So, now Coach Art Briles has sued Baylor University for “wrongful termination.” See San Antonio Express News report. The saga of the Baylor University football team reached its apex a few weeks ago when the Pepper Hamilton law firm report was released. The report implicated Baylor University officials, including Coach Briles, in the half dozen or so rapes and sexual assaults committed by football players. As sports scandals go, its a “big un.” It ranks up there with the SMU scandals of the 1980’s.
So, it might seem nervy for Coach Briles to file suit. “Wrongful termination” in itself is not a cause of action recognized in Texas law. But, we can assume that a coach like Mr. Briles, reportedly paid $6 million per year, had a clause in his contract that he could be fired for only good reason or “just cause.” If so, then sure, he could sue for breach of contract. The breach would be in regard to the just cause provision.
So, what would be “wrongful” about his termination? The coach has only spoken once about the firing. He said that he had not seen the evidence used to fire him. He has not seen the Pepper Hamilton law firm report. But, that does not mean the evidence does not exist. Coach Briles and Baylor have already been sued by two alleged rape victims. Those lawsuits alone would be enough to justify most terminations of employees with a “just cause” provision. I find it had to believe Coach Briles truly believes the evidence justifying his termination does not exist. More likely, he is simply trying to get the some sort of settlement with Baylor. It is not an attractive aspect of litigation. But, he is likely betting the school would prefer to settle with him than see dirty laundry posted in court. That is what we call a frivolous lawsuit. It is filed not because it has merit, but because the simple act of filing gives the party some bargaining leverage.

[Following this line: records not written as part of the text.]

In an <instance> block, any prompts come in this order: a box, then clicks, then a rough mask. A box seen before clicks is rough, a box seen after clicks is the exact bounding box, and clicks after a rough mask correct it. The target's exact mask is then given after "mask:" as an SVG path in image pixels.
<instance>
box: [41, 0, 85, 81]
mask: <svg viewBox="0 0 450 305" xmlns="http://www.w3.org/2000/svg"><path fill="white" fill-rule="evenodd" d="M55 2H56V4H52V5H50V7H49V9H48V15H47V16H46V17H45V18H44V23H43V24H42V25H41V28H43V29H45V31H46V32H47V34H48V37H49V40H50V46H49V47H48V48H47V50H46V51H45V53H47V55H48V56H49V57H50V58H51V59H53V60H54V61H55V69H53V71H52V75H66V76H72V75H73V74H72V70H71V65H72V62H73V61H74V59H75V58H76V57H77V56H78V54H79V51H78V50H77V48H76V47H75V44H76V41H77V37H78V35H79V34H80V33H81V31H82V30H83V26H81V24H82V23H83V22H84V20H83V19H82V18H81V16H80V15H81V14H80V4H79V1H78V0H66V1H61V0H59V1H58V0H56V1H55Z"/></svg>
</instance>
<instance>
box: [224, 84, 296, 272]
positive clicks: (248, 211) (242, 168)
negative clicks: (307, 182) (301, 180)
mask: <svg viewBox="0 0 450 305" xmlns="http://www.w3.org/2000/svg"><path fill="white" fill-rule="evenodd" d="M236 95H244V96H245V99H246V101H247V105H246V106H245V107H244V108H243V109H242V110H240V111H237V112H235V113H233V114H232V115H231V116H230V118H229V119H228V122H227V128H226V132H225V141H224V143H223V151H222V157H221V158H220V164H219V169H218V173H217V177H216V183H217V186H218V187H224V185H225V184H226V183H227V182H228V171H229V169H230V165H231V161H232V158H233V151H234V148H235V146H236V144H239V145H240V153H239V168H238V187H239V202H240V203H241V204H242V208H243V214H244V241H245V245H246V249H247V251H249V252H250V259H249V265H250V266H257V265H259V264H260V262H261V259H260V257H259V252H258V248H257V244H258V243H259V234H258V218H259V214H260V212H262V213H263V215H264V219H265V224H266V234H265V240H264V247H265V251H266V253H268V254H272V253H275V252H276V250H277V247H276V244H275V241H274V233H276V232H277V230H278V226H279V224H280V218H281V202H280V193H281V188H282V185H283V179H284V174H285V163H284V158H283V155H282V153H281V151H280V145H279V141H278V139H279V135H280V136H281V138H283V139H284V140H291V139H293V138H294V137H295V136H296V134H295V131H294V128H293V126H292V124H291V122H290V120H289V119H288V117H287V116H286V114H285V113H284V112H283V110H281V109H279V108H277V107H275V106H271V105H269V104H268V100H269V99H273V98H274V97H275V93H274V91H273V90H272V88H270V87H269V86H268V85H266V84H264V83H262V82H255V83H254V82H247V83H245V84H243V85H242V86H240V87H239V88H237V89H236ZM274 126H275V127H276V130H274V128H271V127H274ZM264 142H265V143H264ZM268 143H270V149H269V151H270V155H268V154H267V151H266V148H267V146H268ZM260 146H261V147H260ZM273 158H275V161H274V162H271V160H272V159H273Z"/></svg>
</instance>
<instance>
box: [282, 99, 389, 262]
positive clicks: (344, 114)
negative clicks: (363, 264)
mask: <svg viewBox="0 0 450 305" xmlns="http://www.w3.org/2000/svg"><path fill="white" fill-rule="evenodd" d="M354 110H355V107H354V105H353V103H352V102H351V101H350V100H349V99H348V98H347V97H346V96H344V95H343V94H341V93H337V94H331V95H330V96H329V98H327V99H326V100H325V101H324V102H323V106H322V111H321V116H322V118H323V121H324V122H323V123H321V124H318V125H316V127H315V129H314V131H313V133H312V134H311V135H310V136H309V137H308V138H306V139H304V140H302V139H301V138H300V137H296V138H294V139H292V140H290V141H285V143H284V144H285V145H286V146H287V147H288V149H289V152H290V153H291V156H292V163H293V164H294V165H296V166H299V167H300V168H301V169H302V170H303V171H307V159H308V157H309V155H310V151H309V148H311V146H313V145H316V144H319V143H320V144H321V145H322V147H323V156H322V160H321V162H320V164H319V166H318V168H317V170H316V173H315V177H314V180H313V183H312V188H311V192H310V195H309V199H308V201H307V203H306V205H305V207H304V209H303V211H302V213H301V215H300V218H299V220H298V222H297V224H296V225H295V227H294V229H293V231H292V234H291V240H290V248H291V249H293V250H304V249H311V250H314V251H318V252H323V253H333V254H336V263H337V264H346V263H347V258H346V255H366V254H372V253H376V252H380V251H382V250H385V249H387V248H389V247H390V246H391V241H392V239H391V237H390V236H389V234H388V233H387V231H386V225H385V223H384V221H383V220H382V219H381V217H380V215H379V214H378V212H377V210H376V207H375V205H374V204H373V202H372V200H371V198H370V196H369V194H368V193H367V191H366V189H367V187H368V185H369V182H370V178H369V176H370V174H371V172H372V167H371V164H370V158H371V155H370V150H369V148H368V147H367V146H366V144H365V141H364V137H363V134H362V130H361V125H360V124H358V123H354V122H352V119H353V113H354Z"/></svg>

Coach Mike L:each filed suit a few years ago when he was fired. He also argued wrongful termination, among other theories. I wrote about that lawsuit here. But ultimately, his lawsuit lost because state agencies are immune from lawsuits. Baylor does not enjoy similar immunity from suit.
The newspaper report describes Coach Briles’ lawsuit as typical of his “bare knuckled” approach to building a successful football program. It may be bare knuckled. But, it does not acknowledge responsibility for serious lapses on his watch. It also reflects no sense of honor regarding what was essentially his football program.